I have successfully added several calculated fields to different tables, for example:

ALTER TABLE dbo.tblBGiftVoucherItem
            WHEN sintMarketID = 2 
                AND strType = 'CARD' 
                AND strTier1 LIKE 'GG%' THEN 1 
            ELSE 0 
    ) AS BIT)

This doesn't seem to have had any impact on write performance on the involved table, in this case dbo.tblBGiftVoucherItem.

However, when I have added indexed views, especially those which touch more than one table with an INNER JOIN, I have noticed a considerable increase on the number of deadlocks directly related to the tables in question.

What DMVs can I use that will give me an indication of I/O pressure by database object?

For example the table dbo.tblBGiftVoucherItem from the example above.

Is there any way I can measure/monitor how long the storage engine is taking to deal with writing requests specifically related to this table?

If I knew this I would have a better idea of how many calculated fields I could add to the table, and the cost involved in each of them.

Same with the indexed views.


What DMVs can I use that will give me an indication of I/O pressure by database object?

Probably the closest is sys.dm_db_index_operational_stats.
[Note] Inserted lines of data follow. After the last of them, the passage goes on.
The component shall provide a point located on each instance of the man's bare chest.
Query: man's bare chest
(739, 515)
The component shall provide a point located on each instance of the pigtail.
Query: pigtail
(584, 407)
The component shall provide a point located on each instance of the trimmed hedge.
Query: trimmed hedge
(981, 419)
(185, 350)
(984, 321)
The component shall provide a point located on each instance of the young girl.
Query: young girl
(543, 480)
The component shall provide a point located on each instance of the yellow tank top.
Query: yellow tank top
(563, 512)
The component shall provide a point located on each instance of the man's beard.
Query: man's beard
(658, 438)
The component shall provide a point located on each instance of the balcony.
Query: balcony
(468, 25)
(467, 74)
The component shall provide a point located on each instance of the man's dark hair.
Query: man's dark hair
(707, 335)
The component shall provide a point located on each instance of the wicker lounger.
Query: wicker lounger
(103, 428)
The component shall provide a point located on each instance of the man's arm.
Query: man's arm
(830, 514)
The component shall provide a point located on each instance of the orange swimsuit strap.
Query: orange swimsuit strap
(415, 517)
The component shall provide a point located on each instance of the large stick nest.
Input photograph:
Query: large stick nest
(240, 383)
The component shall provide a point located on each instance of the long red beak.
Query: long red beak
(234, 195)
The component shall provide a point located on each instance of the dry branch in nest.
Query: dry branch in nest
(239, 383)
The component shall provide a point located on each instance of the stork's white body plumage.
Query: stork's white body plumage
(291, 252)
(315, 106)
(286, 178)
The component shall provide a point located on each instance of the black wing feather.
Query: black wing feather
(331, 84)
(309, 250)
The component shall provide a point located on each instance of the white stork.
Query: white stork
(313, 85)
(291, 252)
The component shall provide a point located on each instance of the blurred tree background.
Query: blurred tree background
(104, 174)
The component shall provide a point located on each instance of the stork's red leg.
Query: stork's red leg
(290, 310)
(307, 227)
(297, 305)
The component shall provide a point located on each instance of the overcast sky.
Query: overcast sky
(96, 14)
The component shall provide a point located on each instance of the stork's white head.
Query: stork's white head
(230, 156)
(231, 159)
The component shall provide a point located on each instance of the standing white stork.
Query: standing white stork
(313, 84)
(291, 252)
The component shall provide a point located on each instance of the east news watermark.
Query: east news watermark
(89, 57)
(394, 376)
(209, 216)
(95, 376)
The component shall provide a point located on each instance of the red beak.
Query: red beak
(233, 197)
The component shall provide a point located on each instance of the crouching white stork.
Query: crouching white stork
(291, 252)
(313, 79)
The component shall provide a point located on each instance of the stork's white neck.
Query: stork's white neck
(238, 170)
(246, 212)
This gives low-level I/O, locking, latching, and access method activity for each partition of a table or index in the database.

Adding persisted computed columns typically has little impact, though they will add the usual extra costs if indexed. This is just the normal trade-off for adding an index though, and not specific to the underlying column being computed.

Using indexed views will tend to increase the chance of deadlocks, because indexed view maintenance has to be performed internally at the serializable isolation level (which typically acquires transaction-length key-range locks) to guarantee consistency when more than one table is referenced in the view.

Related question: How, when and why does implicit changing of transaction isolation level happen?

Indexed views can also increase the risk of incompatible locks if the view contains aggregation, because this has the effect of concentrating data ranges in the underlying tables into fewer rows in the indexed view.

There is always a trade-off when adding indexes and indexed views. In many cases, the deadlock risks can be minimized through careful design and attention to detail with respect to the execution plans generated for statements that modify the additional indexes.

My other piece of advice would be to look at investing in a commercial performance monitoring tool. It is possible to write your own based on DMVs, but it is not always easy, and much of the hard work (including presentation and historical reporting) has already been done in these products.